Install the pre-release of puppet-lint.
gem install --pre puppet-lint -v 0.4.0.pre1
Uninstall the previous version
gem uninstall puppet-lint Select gem to uninstall: 1. puppet-lint-0.3.2 2. puppet-lint-0.4.0.pre1 3. All versions > 1 Successfully uninstalled puppet-lint-0.3.2
Launch puppet-lint with auto-fix options.
ERROR: two-space soft tabs not used on line 15 ERROR: two-space soft tabs not used on line 19 FIXED: unquoted resource title on line 14 WARNING: line has more than 80 characters on line 5 WARNING: line has more than 80 characters on line 6
Double check the changes, launch rspecs, and a vagrant provision than commit
autofix with puppet-lint 8 files changed, 82 insertions(+), 63 deletions(-)

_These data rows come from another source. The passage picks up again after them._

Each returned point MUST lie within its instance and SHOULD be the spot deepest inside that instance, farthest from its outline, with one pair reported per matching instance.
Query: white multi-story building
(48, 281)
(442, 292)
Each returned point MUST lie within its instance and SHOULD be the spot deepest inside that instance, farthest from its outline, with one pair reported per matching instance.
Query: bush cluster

Lets see the jenkins statistics.
Thanks puppet-lint ! Now it’s time to fix the trivial one (two-space soft tabs) and less trivial one (“foo::bar not documented” , “class inheriting from params class” ,“define defined inside a class”,… )
What I’ve learned with this experiment:
– if you don’t show your errors, you are not really pushed to fix them
– it takes time to setup these quality tools, but it worth it.
– you are overloaded by warnings, fixing the stupid one automatically and fixing the easy one make you more optimist/confident to attack the harder one.